When all of your onions are prepared, heat up some oil–enough to swish around and cover the bottom of the pan–in your skillet/frying pan. When the oil is good and hot, dump your onions in. Tip: dump them away from you. The oil can splash, and you don’t want it to get on you. It helps if your onions aren’t in the pan when you heat up the oil–this is what that dish I mentioned is for.
You can add in a little more oil over the onions. It’ll get to the bottom and heat up. Now add some sugar–a tablespoonful will do–over the top of your onions to help them caramelize and become a delicious golden-brown color.
Your onions will probably come to the top of the pan. Don’t worry about this. They cook down. You can slap the lid on the pan (or not if you don’t want to) and leave it for a while. You need to stir it every once in a while, flip your onions around. Otherwise, ignore it for a while and bake a cake or something. Keep them on medium-high heat.

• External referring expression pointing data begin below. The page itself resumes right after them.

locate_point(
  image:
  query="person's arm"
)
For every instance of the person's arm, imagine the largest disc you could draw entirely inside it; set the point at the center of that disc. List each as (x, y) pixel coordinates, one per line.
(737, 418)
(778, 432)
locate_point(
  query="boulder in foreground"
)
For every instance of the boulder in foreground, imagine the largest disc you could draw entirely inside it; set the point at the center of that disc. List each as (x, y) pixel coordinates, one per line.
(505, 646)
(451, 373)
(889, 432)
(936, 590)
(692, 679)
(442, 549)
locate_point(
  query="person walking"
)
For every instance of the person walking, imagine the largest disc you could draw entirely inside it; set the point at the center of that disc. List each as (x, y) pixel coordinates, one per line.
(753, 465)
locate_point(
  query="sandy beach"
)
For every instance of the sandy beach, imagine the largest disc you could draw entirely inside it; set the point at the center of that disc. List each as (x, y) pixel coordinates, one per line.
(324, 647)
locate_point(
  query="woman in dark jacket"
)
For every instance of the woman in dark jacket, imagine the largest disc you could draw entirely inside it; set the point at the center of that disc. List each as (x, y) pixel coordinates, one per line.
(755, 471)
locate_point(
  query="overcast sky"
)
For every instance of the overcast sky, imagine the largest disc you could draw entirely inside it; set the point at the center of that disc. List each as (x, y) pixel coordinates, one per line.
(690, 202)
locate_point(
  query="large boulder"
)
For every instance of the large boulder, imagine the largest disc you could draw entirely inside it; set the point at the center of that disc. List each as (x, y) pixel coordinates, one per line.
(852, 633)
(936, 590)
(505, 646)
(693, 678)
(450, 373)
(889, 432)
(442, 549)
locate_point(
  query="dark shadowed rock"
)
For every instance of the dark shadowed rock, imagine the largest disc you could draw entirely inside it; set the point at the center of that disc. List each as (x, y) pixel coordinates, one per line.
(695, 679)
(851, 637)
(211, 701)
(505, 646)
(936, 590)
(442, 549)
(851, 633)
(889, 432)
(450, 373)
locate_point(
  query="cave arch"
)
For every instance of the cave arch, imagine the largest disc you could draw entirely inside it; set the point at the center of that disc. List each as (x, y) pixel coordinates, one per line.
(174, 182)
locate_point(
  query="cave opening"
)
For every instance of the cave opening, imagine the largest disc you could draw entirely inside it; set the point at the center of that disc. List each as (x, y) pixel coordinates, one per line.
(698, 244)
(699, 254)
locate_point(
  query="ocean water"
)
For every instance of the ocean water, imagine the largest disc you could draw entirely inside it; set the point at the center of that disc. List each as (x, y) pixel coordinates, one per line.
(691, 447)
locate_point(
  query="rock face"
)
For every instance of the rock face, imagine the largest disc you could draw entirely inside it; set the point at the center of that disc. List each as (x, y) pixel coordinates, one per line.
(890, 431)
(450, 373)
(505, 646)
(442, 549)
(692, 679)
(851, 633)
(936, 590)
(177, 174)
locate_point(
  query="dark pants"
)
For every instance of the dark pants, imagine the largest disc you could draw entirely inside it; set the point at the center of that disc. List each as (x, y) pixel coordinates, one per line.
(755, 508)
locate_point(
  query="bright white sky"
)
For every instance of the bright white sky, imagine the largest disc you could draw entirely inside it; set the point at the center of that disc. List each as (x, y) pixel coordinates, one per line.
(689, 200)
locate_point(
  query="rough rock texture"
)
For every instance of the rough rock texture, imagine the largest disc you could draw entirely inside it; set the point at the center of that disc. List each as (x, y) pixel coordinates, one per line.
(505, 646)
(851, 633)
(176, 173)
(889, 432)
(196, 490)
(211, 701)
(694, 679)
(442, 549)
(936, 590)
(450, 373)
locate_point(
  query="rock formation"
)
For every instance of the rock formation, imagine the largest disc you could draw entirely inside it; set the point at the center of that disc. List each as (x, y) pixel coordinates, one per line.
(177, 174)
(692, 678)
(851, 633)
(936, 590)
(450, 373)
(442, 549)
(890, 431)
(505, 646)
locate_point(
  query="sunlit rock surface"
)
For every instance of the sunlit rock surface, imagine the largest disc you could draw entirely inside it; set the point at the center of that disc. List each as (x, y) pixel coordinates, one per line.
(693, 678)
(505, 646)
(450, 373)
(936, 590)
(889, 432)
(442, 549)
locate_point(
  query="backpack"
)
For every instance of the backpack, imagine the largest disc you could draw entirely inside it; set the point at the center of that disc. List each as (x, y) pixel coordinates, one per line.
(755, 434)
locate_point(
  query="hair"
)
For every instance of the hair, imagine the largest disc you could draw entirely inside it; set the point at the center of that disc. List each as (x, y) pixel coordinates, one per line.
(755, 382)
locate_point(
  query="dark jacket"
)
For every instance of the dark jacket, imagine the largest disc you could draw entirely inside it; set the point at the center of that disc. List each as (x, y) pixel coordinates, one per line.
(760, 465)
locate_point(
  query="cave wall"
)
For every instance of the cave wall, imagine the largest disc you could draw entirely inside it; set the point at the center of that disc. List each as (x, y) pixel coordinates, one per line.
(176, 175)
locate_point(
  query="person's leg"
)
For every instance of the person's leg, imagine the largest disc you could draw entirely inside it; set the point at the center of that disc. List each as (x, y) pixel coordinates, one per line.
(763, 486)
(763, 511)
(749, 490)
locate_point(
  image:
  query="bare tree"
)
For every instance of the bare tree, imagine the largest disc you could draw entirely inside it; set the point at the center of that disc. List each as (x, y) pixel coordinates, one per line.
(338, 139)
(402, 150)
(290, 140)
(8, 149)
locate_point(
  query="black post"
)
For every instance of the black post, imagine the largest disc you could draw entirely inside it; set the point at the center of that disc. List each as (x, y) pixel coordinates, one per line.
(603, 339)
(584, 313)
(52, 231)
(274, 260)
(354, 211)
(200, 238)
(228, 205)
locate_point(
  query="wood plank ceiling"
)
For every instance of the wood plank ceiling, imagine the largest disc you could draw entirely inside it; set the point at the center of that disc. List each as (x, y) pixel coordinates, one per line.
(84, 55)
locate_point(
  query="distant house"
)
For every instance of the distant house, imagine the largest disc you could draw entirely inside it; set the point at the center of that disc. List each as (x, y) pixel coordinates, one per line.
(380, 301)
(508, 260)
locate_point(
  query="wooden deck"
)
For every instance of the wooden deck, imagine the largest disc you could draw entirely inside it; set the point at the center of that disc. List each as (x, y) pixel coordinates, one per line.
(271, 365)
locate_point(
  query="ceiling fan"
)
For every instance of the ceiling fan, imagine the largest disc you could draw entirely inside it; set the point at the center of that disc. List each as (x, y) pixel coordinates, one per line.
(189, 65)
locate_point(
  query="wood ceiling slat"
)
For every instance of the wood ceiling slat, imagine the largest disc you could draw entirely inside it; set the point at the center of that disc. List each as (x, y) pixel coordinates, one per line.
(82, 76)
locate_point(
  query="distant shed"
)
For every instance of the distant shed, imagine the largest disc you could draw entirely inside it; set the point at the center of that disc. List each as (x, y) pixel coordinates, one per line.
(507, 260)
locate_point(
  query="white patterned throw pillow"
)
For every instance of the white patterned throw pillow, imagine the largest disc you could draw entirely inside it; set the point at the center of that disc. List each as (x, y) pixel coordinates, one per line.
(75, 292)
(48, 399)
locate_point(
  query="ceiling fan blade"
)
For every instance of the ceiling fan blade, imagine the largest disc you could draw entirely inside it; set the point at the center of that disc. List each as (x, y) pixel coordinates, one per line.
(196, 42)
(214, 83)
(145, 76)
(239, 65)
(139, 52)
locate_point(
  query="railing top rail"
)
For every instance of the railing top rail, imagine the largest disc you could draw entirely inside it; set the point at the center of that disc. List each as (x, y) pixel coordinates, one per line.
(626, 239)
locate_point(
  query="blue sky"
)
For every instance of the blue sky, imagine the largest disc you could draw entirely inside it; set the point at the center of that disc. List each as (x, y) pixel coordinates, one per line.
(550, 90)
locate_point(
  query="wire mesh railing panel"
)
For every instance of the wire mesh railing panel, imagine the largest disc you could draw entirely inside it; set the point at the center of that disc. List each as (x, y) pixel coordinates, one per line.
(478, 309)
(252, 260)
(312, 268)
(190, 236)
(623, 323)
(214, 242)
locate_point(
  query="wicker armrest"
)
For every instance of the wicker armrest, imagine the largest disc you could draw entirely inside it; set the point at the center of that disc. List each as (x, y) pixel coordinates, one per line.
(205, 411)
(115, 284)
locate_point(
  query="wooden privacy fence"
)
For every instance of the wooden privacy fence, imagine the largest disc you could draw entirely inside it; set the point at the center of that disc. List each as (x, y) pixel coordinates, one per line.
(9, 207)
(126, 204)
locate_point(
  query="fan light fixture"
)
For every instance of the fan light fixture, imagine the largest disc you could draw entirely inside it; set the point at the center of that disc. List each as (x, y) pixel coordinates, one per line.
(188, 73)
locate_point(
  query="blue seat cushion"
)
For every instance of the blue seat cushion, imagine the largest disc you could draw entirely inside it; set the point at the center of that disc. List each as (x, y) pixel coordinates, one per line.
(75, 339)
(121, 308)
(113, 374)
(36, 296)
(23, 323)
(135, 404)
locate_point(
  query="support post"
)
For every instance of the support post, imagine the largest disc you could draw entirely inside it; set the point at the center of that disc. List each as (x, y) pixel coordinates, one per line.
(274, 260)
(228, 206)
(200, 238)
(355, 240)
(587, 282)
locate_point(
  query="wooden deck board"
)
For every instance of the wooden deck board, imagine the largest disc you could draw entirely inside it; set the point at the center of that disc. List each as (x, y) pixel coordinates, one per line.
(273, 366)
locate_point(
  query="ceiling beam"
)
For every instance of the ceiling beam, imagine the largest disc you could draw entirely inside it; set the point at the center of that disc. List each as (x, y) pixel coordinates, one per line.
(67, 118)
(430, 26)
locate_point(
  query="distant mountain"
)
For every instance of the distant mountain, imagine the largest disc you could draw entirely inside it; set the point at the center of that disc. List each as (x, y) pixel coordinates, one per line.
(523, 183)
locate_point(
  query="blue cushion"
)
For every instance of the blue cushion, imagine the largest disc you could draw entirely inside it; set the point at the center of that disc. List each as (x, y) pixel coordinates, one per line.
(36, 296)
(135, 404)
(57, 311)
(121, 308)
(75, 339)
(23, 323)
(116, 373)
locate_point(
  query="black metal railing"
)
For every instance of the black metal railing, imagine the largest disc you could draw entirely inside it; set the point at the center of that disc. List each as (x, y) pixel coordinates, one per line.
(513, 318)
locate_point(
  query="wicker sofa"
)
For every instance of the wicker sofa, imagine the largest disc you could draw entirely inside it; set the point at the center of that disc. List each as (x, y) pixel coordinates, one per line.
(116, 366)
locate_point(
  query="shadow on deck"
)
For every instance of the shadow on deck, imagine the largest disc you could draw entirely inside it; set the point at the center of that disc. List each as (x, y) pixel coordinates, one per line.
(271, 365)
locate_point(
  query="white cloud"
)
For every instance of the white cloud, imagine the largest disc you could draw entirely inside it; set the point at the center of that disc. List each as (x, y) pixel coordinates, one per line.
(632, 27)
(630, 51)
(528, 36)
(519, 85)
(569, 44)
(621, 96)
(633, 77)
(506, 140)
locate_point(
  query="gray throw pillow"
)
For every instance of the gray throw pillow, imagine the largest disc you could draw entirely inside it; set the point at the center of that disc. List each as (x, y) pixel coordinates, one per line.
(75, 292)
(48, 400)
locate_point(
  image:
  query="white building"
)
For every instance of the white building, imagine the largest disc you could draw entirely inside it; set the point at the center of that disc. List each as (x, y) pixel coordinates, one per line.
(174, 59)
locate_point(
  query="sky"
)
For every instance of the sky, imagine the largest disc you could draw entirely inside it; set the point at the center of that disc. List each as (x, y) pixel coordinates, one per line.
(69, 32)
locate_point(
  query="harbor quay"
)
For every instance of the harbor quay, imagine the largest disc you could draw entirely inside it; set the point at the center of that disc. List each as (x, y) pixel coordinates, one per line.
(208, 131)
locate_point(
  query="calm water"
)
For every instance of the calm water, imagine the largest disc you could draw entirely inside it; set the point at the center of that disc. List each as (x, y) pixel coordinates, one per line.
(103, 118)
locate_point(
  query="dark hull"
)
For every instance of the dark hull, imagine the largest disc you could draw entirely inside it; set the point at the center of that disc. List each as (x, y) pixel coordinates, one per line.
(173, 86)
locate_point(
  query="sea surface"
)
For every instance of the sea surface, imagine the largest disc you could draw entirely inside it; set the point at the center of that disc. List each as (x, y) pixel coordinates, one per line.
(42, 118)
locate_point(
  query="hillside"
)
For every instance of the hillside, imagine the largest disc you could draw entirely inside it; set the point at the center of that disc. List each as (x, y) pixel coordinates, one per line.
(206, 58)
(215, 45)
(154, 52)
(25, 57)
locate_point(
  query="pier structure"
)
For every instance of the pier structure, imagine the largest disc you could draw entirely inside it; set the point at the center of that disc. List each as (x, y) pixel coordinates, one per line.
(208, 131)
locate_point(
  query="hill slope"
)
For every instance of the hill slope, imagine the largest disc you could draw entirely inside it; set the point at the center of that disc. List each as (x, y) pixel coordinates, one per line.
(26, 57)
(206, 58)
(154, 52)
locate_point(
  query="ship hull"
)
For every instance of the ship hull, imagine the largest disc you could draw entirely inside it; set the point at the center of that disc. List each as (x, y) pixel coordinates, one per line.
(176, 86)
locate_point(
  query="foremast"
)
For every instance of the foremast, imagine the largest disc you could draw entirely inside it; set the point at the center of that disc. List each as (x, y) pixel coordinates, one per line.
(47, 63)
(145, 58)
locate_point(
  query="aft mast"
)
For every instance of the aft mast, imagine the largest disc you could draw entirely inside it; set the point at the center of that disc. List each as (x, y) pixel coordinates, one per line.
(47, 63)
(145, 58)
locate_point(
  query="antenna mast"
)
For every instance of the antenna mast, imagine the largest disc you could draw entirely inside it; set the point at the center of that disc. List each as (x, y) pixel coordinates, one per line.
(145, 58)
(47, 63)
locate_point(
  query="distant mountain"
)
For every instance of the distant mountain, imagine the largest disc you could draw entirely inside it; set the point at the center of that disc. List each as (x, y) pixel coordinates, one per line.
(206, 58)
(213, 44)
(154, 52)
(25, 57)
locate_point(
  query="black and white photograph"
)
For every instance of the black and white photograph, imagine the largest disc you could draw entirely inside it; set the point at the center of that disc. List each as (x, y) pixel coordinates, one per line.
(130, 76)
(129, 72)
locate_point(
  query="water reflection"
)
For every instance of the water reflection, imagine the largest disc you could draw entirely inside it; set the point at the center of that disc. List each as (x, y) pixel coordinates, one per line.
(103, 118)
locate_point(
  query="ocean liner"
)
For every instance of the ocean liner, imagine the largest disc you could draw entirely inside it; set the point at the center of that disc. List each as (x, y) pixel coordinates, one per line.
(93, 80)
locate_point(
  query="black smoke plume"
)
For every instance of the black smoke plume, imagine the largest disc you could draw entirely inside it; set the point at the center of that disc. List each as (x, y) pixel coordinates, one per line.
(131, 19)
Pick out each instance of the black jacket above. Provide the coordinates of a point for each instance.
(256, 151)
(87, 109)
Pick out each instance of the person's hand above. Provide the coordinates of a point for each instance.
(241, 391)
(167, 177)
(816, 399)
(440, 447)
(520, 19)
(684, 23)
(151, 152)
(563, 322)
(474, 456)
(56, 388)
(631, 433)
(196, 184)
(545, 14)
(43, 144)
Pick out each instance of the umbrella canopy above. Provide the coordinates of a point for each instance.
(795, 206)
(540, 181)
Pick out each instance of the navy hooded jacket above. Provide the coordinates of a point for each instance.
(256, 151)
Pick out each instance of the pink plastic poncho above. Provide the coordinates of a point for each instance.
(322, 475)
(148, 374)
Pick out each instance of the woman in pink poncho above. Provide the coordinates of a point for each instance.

It’ll take a while for the onions to get nice and brown–expect a good hour or so, at least. Sometimes it takes longer. If you get impatient, turn the heat up higher and stir. A lot. Add more sugar–not a lot, though; it can get too sweet if you go over a few tablespoons. They should brown up faster, just make sure they don’t burn.
When your onions are all brown and sweet and caramel-y, switch off your fire.
If you have a soup pot, fill it with some water and add a couple good spoonfuls of beef base–just one or two. If you prefer a more precise method, check the ratio on the back of the beef base container and measure out your water. It’s not a picky thing, though–you just have to get it in the right area.
If you don’t have a soup pot, switch your onions back into your onion-holding bowl and do the same thing to prep your beef broth in the skillet. Don’t worry about washing out the pan first (duh).
Put your pot or pan on the stove again, turn on the stove, and heat up your broth. Swish the broth around with your spoon until your beef base is all dissolved in the hot water. Then you can go ahead and add your onions, give it a stir, add in some garlic and salt to taste (unless your bf is a vampire, in which case you should probably skip the garlic unless it’s a breakup dinner) and let your pot simmer on medium heat for a little while–maybe ten minutes or so.
And then you get to eat. That’s the best part, right? Make sure you eat it hot, because this stuff is really rich when it gets cold. Good stuff.